IMO, this ruins the hamster puzzle. The player has to realize that the controls correspond to controls in the utility room, but since the game never describes the hamster's controls directly, the only way to solve this puzzle is to hit the hints.

Those are my most serious complaints. Other minor bugs follow:

5) (Spoiler - click to show)
>get a tile
(tile Z)

You have to "get tile a" instead.

6) (Spoiler - click to show)I don't know why the game lets me stand on a stepstool to reach the skull but won't let me stand on the bar to reach the skull. Maybe use a stepladder instead?

7) (Spoiler - click to show)The game won't let me handle the resin while wearing the respirator unless I'm also wearing the latex gloves. But it gives the same message as if I wasn't even wearing the respirator, "Safety first!" It made me think I had to turn on the respirator in some way. Instead it should tell me that my hands aren't protected or something.

8) (Spoiler - click to show)
>close ledger
You close the tall ledger book, which makes a "THUD" the way only proper big books can.

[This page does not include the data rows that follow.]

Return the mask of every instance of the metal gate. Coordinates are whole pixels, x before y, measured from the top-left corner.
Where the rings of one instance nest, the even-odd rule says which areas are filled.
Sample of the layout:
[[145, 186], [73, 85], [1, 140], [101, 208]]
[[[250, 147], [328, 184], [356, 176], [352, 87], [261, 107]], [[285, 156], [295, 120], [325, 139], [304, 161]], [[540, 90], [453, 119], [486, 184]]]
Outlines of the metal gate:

Beneath it, you discover a small, empty-looking jar.

>open ledger
It isn't something you can open.

9) Finally, I feel like the hints aren't structured very naturally.

(Spoiler - click to show)
Why can I not leave? Considering that you start in a locked room, this should be explaining how to find the west exit.
Should I be interested in the walls here? "Yes!" A misleading answer for anyone who's not a subscriber.

- Denk, December 14, 2016

- Kristo, December 12, 2016

- Chelsea M-C, December 11, 2016

1 of 6 people found the following review helpful:
Fantastic surprise, December 11, 2016

Can't believe the amount of thought that is put into these puzzles. Having a blast! Thank you MPC for the unending road of mystery and delight.

0 of 6 people found the following review helpful:
Astounding 2nd level to puzzle, December 9, 2016

It is unbelievable how intricate the MPC builds their puzzles. This is mind-bending to solve one puzzle that leads to another to another and then another.

I just can't say enough about the MPC!

- SarahBellam, December 8, 2016

0 of 6 people found the following review helpful:
Amazing, December 5, 2016

Stunning surprise -- In Good Company shows real dedication. What a truly fun ride!

6 of 6 people found the following review helpful:
Interesting, fair, and fairly-short puzzle-fest, December 5, 2016
by streever (America)

This is an interesting little puzzle-fest that may be narratively thin for readers who don't subscribe The Mysterious Package Company. The "MPC" is a real-life delivery service that mails intriguing packages with facsimile artifacts to their customers, and this game appears to be a tie-in to their service, with optional content for subscribers.

Being locked out of the optional content didn't detract from the overall experience, but I did feel like I was getting only part of the story, due to the many narrative references to stock mysteries and tropes, such as a jackalope skull in the starting room. Many of these references ended up feeling like window dressing instead of depth, and it'd be interesting to see what would happen if the piece was gently disconnected from the underlying MPC structure or if it better explored that structure: why am I really in this room? What's my relationship to a figure known as the Curator? Why does the MPC do this work?

I'm being tough on the lack of scene-setting and urgency not because this is a bad piece; in truth, it's a very good piece with fair, fun, consistent puzzle design, much better than most puzzle-centric pieces. If you really enjoy puzzle-centric work, you'll like this quite a bit; if you really want more narrative depth in a work,you might feel a little nonplussed.

There is a huge level of delight in solving the many puzzles scattered about, and the design isn't difficult due to the fairness and consistency of the puzzles, leading to a number of 'happy' moments when just the right thing works in just the right way.

1 of 6 people found the following review helpful:
Mind. Blown., December 4, 2016

Clearly it would be unwise to spoil, so I will suffice to say that I am very glad to have been a part of this journey - though it is not over.